Instantly he knew - this was going to be the subject of his next opera! A subject unknown to him and to most Americans, it was fascinating from a historical point of view - who had ever heard of Jews escaping from Mexico into the American southwest; indeed, who had ever heard of 16th century Jewish conquistadors - merchants, scholars, yes, but conquistadors!? And it made a fascinating study in psychology - of a man in denial, torn between his blood heritage and his religious faith; and of a society bedeviled by human intolerance - a demon that has not been stilled by time and a theme that is as modern now as it was then.

Convinced he had the elements of an exciting music drama, Myron Fink who does not write his own libretto, called his friend - librettist Donald Moreland.. ..

IMAGE: ANIMATED GIF - PHONE
"What?!!! Another opera?!!
Nah, it'll just be another Don Carlo...
              And will it ever get produced?"


The librettist's first impulse was to hang up the phone! But Myron was persistent and gave his friend the book to read. He did, and after a series of give-and-take with Myron, Don Moreland was, in his own words, "hooked". He signed on to the project. It would take him nine years to complete the text. After all, crafting a libretto (about the distant past) that works (for modern audiences) is no easy task, especially when one has to distil historical events that take place over decades into 3 hours of musical drama. The Conquistador was going to be an OPERA, not merely a pageant! (Click HERE to read Don Moreland's own vivid account of his role in the genesis of the opera.)

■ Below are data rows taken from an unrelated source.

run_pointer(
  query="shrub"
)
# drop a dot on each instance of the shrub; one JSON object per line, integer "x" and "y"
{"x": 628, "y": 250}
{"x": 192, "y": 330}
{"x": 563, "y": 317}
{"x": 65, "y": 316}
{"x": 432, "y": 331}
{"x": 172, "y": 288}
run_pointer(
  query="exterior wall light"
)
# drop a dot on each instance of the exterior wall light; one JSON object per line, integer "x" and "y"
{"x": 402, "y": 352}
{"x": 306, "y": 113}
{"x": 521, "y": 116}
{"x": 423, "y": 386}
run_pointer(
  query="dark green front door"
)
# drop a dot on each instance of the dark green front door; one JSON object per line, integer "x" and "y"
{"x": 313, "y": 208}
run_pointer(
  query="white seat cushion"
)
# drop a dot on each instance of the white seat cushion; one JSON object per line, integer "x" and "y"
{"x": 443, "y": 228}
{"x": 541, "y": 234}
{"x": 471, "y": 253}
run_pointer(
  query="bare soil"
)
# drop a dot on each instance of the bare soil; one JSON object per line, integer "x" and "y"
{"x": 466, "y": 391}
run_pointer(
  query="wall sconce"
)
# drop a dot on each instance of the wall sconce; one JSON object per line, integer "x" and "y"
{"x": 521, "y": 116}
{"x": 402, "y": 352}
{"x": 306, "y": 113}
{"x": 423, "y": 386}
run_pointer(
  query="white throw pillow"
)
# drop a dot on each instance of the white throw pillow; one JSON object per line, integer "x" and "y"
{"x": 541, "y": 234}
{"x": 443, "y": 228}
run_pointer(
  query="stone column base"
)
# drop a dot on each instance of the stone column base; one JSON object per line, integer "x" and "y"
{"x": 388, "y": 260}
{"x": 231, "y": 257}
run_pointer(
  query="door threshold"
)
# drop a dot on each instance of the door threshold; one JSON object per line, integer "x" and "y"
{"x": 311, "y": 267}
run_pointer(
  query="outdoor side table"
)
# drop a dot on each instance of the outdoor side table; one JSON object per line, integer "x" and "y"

With libretto in hand, Myron set about his task of completing the music - he already had a potpourri of musical ideas in his head. He played the first bars of the music in his mind, and everything soon flowed from there. In nine months he had a piano score. And when finally the work was commissioned for a world-premiere performance, he produced the orchestration within a year. To Myron, composing music is not unlike writing a literary piece. Only instead of forming phrases from words, and sentences from phrases, the composer starts off by thinking in tones, which he then assembles into musical phrases which then develop into themes. With the orchestration, the work becomes magically multi-dimensional; in the case of opera, as Don Moreland puts it, the libretto, "the skeleton of the text", is given "flesh and blood". But only with the mounting of a stage production does the opera reach its full incarnation - as The Conquistador did in San Diego in the year 1997.